Abstract :
Background: Diagnosing pediatric CNS tumors with multilayered rosettes can be challenging due to its extreme rarity. Spectrum includes Astroblastomas, Ependymomas, Embryonal tumors with multilayered rosettes which share similar histomorphological features despite being molecularly distinct. Here, we present a case of tumor exhibiting multilayered rosettes, which was later confirmed as Astroblastoma.Methods: A 2-year-old female child seen with a 8-month history of headache, seizures and fever. CT scan and MRI was done which revealed a solid cystic lesion in the left frontal region. Complete surgical resection of the tumor was performed, and tissue was sent for histopathology.Results: Microscopic examination revealed a highly cellular tumor composed of tumor cells arranged in multilayered papillae along with numerous similar multilayered pseudo rosettes and true rosettes. At places, tumor cells were arranged in trabecular pattern composed of thin fibrovascular core and regimented nuclei.
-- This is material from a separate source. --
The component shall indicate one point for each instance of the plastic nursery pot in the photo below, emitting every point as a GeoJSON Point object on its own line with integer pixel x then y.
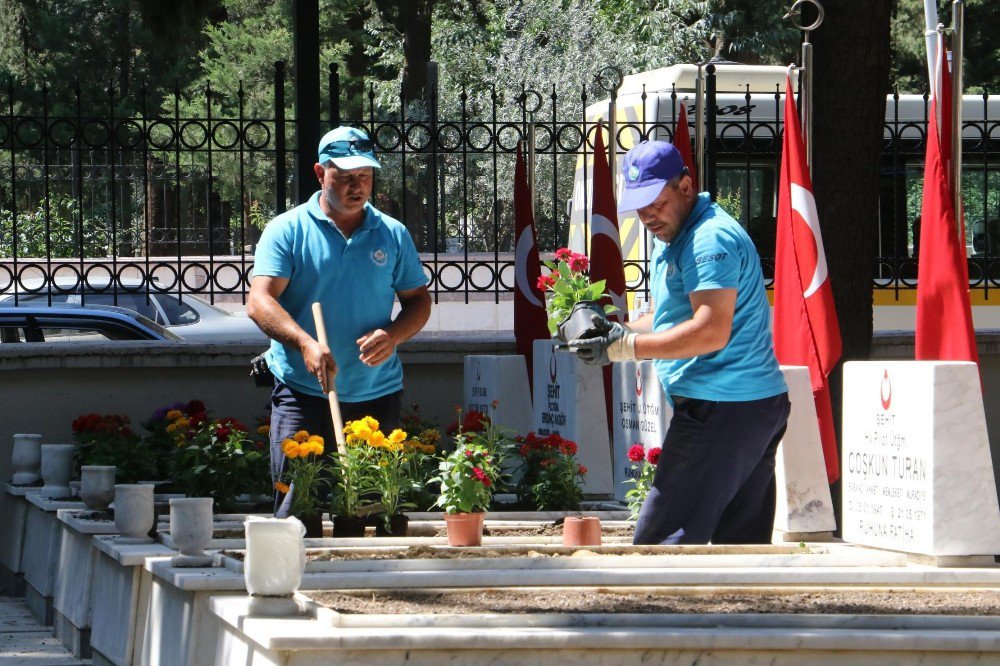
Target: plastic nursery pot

Frequent foci of microvascular proliferation and necrosis was seen. Prominent perivascular and stromal sclerosis was seen. Differential diagnosis of Astroblastoma, Embryonal tumor of multilayered rosettes and Ependymomas was made. A complete IHC panel was advised which revealed strong positivity for GFAP, dot like positivity for EMA, focal OLIG2 and Synaptophysin positivity and Ki-67 index was high while IDH-1, L1CAM and P65 were negative which confirmed diagnosis of Astroblastoma.Conclusion: Our case report focuses on Astroblastoma, addressing its diagnostic challenges, particularly the critical role of radiological correlation. This correlation is pivotal in distinguishing Astroblastoma from similar glial tumors like Ependymoma which has subtle histological differences and shared immunohistochemical markers.
Keyword :
CNS rosettes, Childhood CNS neoplasms, Supratentorial rosette forming tumors, MN1 altered CNS tumors.